There is no way to discover ovarian cancer (common misunderstanding is that StainingBut this is CErvical Cancer). This is largely due to something relatively recently discovered: ovarian cancer, about 80 % of the time, in Fallopian tubes, which cannot be easily accessible or biopsy. Therefore, cancer is not found until it spreads outside the tubes, so, usually reached a later stage and is difficult to treat, at treatment rates of up to 15 %.

Cancer and pests cannot be detected before cancer through blood tests.

I had no idea about any of this until 2023, when I Write Made ovarian cancer research alliance (OCRA) Comprehensive recommendations: That all women are tested genetically to know the risk of developing the disease, and that all women, regardless of the risk factor, are considered so -called opportunism – the preventive removal of the ivan tubes if they are already performing abdominal surgery already.

It was believed that the strategy – published by the American College of Obstetrics and Gynecology Since 2015 – was believed to reduce the risk of ovarian cancer by up to 60 %. It was adopted as a wide recommendation after its headquarters in the United Kingdom Clinical Follow up on 200,000 women for more than 20 years and found that examination and awareness of symptoms did not save lives.

your Survivor from breast cancerThe idea of ​​ovarian cancer that may be suspended in my fallopian tubes was caused. So when I had the opportunity to remove them during the last simple abdominal surgery, I seized it.
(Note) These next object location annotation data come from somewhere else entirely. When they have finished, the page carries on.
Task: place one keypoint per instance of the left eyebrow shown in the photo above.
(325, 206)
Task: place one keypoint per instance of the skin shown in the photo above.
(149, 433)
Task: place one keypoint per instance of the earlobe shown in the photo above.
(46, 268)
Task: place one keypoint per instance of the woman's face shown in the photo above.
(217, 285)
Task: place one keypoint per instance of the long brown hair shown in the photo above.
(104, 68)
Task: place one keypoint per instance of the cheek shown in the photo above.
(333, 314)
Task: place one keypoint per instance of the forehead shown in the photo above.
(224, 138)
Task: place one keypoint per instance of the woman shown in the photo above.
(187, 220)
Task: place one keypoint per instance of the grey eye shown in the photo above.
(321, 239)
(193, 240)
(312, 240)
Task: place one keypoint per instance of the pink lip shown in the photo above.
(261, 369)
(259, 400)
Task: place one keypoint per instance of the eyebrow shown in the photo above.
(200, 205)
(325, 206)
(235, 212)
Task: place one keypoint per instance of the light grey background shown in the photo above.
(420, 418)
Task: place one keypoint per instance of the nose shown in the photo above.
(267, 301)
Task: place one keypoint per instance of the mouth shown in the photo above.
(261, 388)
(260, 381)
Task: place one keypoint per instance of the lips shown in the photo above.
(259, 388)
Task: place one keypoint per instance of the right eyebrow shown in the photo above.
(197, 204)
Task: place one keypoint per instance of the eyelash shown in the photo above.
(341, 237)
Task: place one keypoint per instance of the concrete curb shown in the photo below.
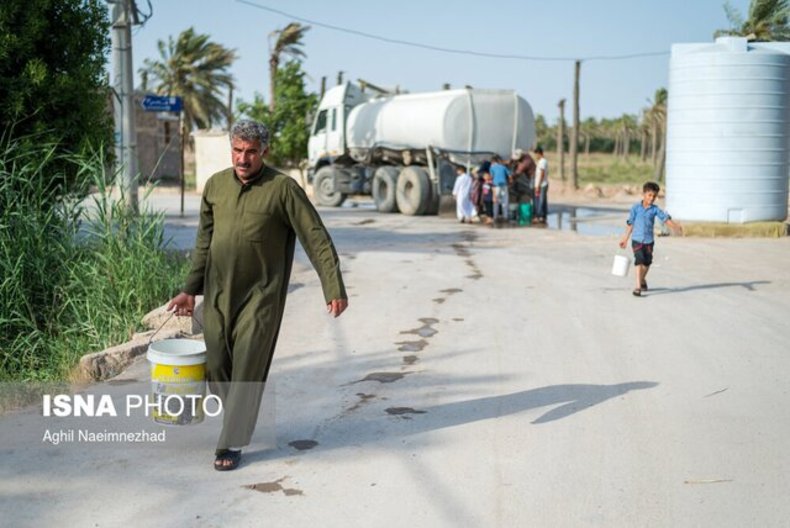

The recovery from anesthesia-besides pain in the location of the incision and the uncomfortable bloating from the gas that was pumped in my stomach so that I could see it on its way-it decreased for me for about a week, while it was waiting for the internal recovery away from the gym for a month. But now I am unheard of my decision.

This is particularly true in light of the major new results of Vancouver, British Columbia, which started a general campaign about the removal of preventive hardness in 2010 and continues about 80,000 people – Half who chose the procedure and half who have not done so – since then. the resultsIt was announced in March 2024 at a meeting of the American Cancer Research Association and again at a recent annual meeting of the Women’s Oncology Association, it was great: that the installation eradication reduces the risk of ovarian cancer by 80 %.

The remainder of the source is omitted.